Rebel with a Cause

The glistening sound of metal swooshing through the air. Swords clinking and clunking against the other. The Colonist and the Red Coat face to face, so close they can feel each other’s stubble. Their breath chuffing hot and damp against the other’s skin. One fighting for freedom of choice, the other fighting for ultimate control. Back and forth, indignant fire pulling to overcome acrimonious spite. 


My eyes open. The peripheral vision is mostly dark and cloudy. I can make out curtains. Curtains everywhere, with a terrible pastel brushstroke pattern. Holy, yuck! What is this place?! The searing in my belly becomes more clear. “My baby! Where’s my baby?” A hushed, consoling voice quickly moves closer and gently tells me there is no baby. There was that feeling of indignant fire rearing its head again. “No! My husband. Where is my husband?” How could they not know who I was referring to? Obviously I knew I wasn’t having a baby. The word “duh” sprang to mind. Hours passed as I writhed in pain, spitting out endless demands to see the man I loved. Finally, four brutal hours later, I was wheeled in to see him. The sourest look on my face as I fought against the pain in my body. Not exactly how I would have liked to have greeted him. He covered my face in kisses. Kisses I have no memory of. 



“Here, eat this cracker so you can take your medicine.” The saltine cracker stuck to my lips. The shards scraped my already raw throat, the throat I was slowly becoming aware of. “We’re going to need to get you up to pee.” There was that feeling again. Pee? I’m not getting up. How am I going to do that? I didn’t. For two more hours until the pain in my gut became a gentle rolling storm, I didn’t get up to pee. 


The uterus inside my belly was filled with a fibroid controlling every aspect of my life.
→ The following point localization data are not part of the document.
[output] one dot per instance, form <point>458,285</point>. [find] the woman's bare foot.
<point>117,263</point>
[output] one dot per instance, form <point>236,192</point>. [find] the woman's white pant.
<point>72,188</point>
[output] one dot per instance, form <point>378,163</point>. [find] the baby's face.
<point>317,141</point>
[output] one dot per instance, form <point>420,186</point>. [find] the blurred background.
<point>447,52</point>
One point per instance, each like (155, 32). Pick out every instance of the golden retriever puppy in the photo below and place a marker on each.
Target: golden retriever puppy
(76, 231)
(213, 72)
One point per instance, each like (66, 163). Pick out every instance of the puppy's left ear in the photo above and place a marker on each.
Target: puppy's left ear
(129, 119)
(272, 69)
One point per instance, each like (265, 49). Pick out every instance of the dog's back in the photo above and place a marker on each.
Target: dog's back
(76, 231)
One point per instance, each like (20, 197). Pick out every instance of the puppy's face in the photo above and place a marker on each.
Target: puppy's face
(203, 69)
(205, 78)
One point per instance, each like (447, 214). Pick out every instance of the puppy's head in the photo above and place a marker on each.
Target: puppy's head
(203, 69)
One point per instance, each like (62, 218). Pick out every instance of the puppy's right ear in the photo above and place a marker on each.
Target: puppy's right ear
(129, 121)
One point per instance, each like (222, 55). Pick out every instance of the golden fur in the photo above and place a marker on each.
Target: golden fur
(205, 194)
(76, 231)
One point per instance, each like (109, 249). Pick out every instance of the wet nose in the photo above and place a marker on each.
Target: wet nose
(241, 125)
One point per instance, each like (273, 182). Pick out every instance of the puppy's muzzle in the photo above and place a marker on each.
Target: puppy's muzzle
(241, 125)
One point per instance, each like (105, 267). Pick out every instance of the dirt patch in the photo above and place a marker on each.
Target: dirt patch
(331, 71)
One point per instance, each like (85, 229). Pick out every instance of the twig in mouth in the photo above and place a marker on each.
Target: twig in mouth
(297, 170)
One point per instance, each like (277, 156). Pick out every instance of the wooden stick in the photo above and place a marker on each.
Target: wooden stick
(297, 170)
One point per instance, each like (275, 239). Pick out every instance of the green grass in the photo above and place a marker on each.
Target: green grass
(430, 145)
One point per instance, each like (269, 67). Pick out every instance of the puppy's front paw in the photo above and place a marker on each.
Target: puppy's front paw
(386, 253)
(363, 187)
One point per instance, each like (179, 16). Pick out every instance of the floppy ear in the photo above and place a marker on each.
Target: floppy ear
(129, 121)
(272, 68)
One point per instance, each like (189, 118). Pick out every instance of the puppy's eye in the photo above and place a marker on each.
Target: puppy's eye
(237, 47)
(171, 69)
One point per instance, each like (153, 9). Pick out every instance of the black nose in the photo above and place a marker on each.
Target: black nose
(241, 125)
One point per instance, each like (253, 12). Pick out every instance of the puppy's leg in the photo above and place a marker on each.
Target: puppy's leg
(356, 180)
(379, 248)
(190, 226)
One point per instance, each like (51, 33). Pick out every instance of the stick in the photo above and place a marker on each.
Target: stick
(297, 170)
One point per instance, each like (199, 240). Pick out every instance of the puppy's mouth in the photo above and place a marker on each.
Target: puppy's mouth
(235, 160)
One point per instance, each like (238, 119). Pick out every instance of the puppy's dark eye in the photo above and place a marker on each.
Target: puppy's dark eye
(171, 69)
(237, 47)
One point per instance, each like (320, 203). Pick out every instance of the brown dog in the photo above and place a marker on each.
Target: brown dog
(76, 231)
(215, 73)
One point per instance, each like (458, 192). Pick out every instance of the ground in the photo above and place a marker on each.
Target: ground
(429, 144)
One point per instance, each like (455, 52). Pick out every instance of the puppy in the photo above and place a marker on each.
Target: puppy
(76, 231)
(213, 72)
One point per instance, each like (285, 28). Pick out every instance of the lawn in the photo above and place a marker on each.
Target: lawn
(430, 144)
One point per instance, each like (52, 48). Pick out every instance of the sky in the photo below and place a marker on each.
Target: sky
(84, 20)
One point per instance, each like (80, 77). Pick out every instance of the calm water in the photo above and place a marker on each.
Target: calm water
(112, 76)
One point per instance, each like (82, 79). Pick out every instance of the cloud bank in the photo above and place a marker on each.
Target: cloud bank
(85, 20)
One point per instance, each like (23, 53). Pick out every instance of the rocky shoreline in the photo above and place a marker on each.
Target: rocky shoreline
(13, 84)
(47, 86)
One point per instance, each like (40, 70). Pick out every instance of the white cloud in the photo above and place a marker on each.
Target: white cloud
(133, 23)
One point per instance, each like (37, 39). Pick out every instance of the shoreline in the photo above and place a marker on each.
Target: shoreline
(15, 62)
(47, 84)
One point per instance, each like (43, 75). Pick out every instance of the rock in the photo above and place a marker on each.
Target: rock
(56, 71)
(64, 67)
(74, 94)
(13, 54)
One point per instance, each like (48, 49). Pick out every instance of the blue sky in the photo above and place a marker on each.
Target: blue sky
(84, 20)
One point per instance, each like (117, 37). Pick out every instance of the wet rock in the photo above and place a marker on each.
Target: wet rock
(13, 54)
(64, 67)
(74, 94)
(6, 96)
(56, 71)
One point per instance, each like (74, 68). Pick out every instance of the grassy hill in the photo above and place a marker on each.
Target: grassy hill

If I could leave the house, when I could leave the house, how long I could leave the house, the way I spent my money on 150 tampons a month. It never ended. My period never ended. From the first of one month, to the first of the next month, my period went on eternally. There it was, fighting for ultimate control. I presented my ever present ordeal to the best of the best. With scalpel in hand the doctor finally cut away and cauterized where my womb once rested her head. The webs of endometriosis screeched out like a banshee, hanging on voraciously with her terrifying tentacles. I lay there unconscious, unaware of everything. The doctor chuffed her hot, damp breath into her mask. With precision, she cut away the monarchy that lived inside of me. There I was, a Daughter of Liberty, dumping the bloody tea into the harbor, declaring liberties not previously afforded me.



Now I sit here on my own bed, the incisions healing, but tender. The frustration of being nearly helpless as a babe. Everyday slightly better than the last and a few worse than the beginning. My freedom slowly returning. I’m waiting to heal, I’m waiting to be filled with indignant fire again. Never to be passive, always to be bold. Liberty or death.